El efecto de unidad del que hablé antes se concreta en Lamer la luz de un jardín más allá de las estructuras diversas que adoptan los poemas: brevísimas piezas de cinco versos, presentadas como iluminaciones puntuales, decantaciones de la observación (como en “el mar nos pone / a orillas de un misterio / que se resuelve / haciéndonos marinos / de un barco imaginario”, del poema XXXIX), interactúan con una serie de sonetos dispersos, como los “remilgos de Herrera y Reissig” del poema IX (que dice en su primer cuarteto: “se entraman como ramas los arados / y el río ríe el raro repentino / rebelde ruido en donde el raudo trino / del revoltoso pájaro ha parado”) o el que describe las lúbricas contorsiones de un abrazo postcoital (LXX), o el que refiere el momento que precede la muerte de un pez enganchado en el anzuelo (LXXIX).

Pero hay también un conjunto de poemas estrechamente atados a puntos geográficos precisos, dispuestos como mojones o puntos de marcación en el mapa de desplazamientos que termina conformando todo el libro, tales como “Ronda” (XXII), que refiere a la región andaluza, patria del poeta Francisco Giner de los Ríos (1839-1915), “Durango” (XXIII), la localidad de Vizcaya bombardeada el 31 de marzo de 1937 por la aviación de Benito Mussolini en respaldo de Francisco Franco, o “Córdoba” (LIX), la ciudad andaluza en la que el poeta encuentra “una mezquita / que observa a algunos metros / petrificada / encarcelando un bosque / desde hace siete siglos”. Esa aprehensión del elemento geográfico para volverlo poesía –que, por ejemplo, incluye en “Ulises” (LXXXVI) hasta la datación precisa de la escritura, unos tres meses atrás en un bar de Madrid)– no es en Echevarría la grajea del turista extasiado ante la contemplación del entorno, sino la reafirmación de un sentido de pertenencia que desplaza territorios y fronteras, tal como lo afirman los versos finales del mencionado poema: “aquí en Madrid / ha empezado a llover / y en cada calle / se ha mojado una ausencia / donde vuelvo a existir”.

Finalmente, el elemento natural de Lamer la luz de un jardín (en ocasiones en primer plano y otras en sordina) conforma el sustento primordial de la poesía, un encadenamiento de imágenes y sensaciones que encuentra en el espacio del jardín –un sitio siempre pródigo en hallazgos, pese a su sostenida recurrencia por infinidad de artistas a lo largo de los siglos– a su auténtico centro.

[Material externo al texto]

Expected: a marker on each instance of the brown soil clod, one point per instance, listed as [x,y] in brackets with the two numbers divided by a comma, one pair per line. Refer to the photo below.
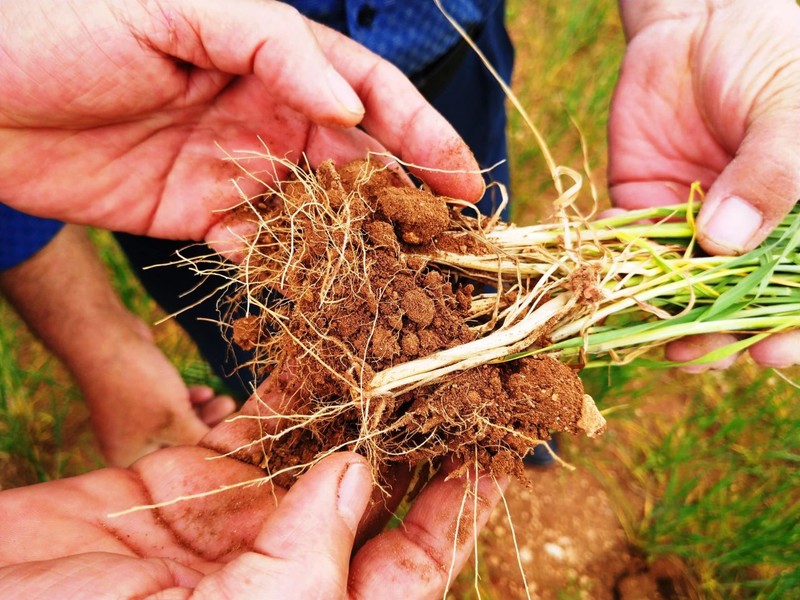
[347,247]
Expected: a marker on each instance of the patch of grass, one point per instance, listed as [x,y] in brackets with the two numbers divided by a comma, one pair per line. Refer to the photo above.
[729,480]
[36,430]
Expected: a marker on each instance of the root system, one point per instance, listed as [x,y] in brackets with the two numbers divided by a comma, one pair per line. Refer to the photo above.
[349,251]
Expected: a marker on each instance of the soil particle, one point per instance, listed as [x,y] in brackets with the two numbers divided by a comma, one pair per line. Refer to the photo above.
[418,307]
[418,215]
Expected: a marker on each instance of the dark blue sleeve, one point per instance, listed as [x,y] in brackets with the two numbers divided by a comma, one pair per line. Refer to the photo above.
[21,235]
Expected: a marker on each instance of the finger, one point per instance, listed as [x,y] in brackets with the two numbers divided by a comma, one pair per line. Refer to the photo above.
[211,409]
[270,40]
[304,548]
[242,434]
[400,118]
[757,189]
[780,350]
[212,506]
[694,347]
[419,558]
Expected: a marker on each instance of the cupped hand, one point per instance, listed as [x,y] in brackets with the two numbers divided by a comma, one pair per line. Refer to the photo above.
[250,541]
[709,92]
[117,113]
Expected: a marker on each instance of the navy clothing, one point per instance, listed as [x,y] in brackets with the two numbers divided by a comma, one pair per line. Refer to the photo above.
[467,96]
[22,236]
[410,34]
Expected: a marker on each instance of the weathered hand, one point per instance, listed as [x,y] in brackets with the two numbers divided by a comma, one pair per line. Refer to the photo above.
[709,92]
[116,113]
[247,542]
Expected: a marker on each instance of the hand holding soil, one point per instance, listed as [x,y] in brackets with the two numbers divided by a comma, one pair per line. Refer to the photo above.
[237,543]
[197,78]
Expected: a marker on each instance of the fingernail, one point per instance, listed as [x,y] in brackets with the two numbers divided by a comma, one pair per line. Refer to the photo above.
[355,488]
[733,223]
[343,92]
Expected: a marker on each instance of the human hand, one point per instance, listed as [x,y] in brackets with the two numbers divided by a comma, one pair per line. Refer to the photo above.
[250,541]
[113,113]
[708,92]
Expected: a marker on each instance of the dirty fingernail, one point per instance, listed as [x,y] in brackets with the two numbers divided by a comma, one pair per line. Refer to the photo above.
[343,92]
[354,491]
[733,223]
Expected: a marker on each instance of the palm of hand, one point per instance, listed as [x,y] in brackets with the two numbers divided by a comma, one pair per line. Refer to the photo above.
[142,113]
[243,542]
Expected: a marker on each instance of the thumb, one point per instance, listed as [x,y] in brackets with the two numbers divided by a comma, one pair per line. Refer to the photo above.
[756,190]
[270,40]
[304,547]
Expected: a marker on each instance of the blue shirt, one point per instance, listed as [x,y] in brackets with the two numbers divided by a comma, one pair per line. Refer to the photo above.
[409,33]
[21,235]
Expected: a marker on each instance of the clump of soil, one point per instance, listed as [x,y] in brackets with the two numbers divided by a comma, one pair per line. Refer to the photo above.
[347,248]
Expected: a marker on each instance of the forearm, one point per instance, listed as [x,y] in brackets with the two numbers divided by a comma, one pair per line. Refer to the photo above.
[64,296]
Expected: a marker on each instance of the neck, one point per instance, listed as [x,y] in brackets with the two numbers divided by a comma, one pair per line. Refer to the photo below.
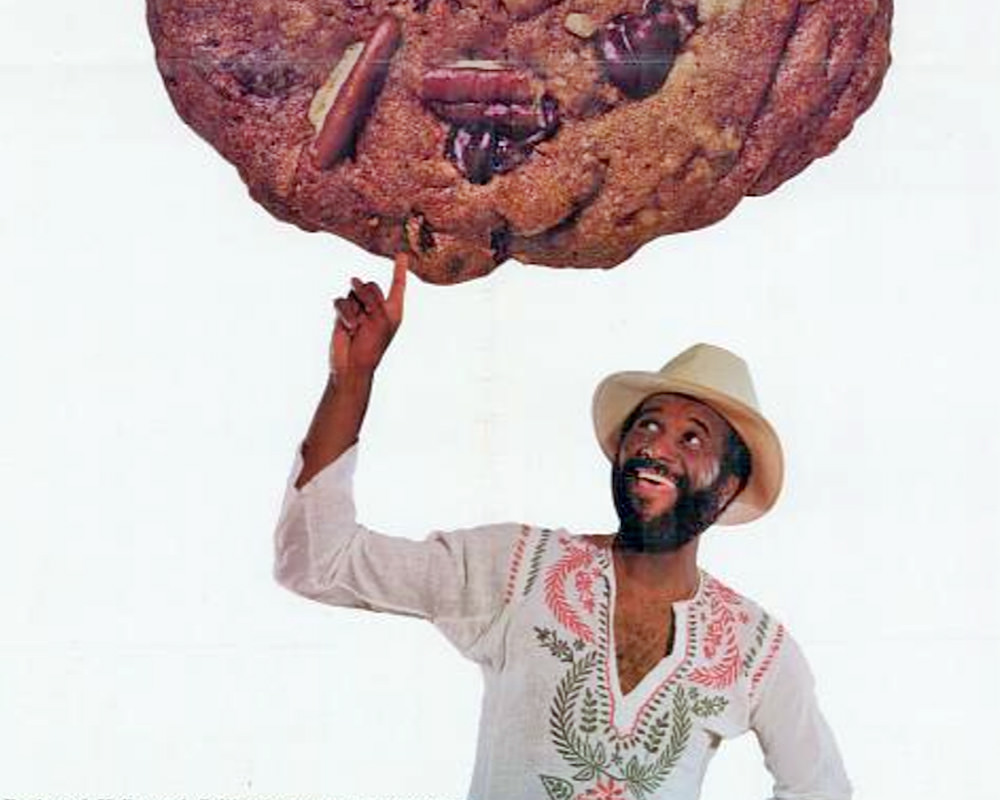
[670,575]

No es para nada menor que el poema en que el jardín se vuelve materia, espacio y palabra central (VI), a través de una proliferación de identidades y propiedades cambiantes, desterrada toda puntuación como la más vulgar gramínea (“el jardín de la hormiga bajo el sol el jardín de las baldosas sin huellas el jardín del caracol el jardín de la marca de la babosa el jardín de aquella nube...”), se cierre con la asombrosa figura del “jardín donde un escarabajo inventó el universo”. Ese carácter minúsculo (pero no insignificante) de un demiurgo que edifica todo un sistema de identidades y pertenencias puede ejemplificarse en la vastedad de un libro como este.

Lamer la luz de un jardín. De Andrés Echevarría. Uruguay, Versolari, 2022, 128 páginas.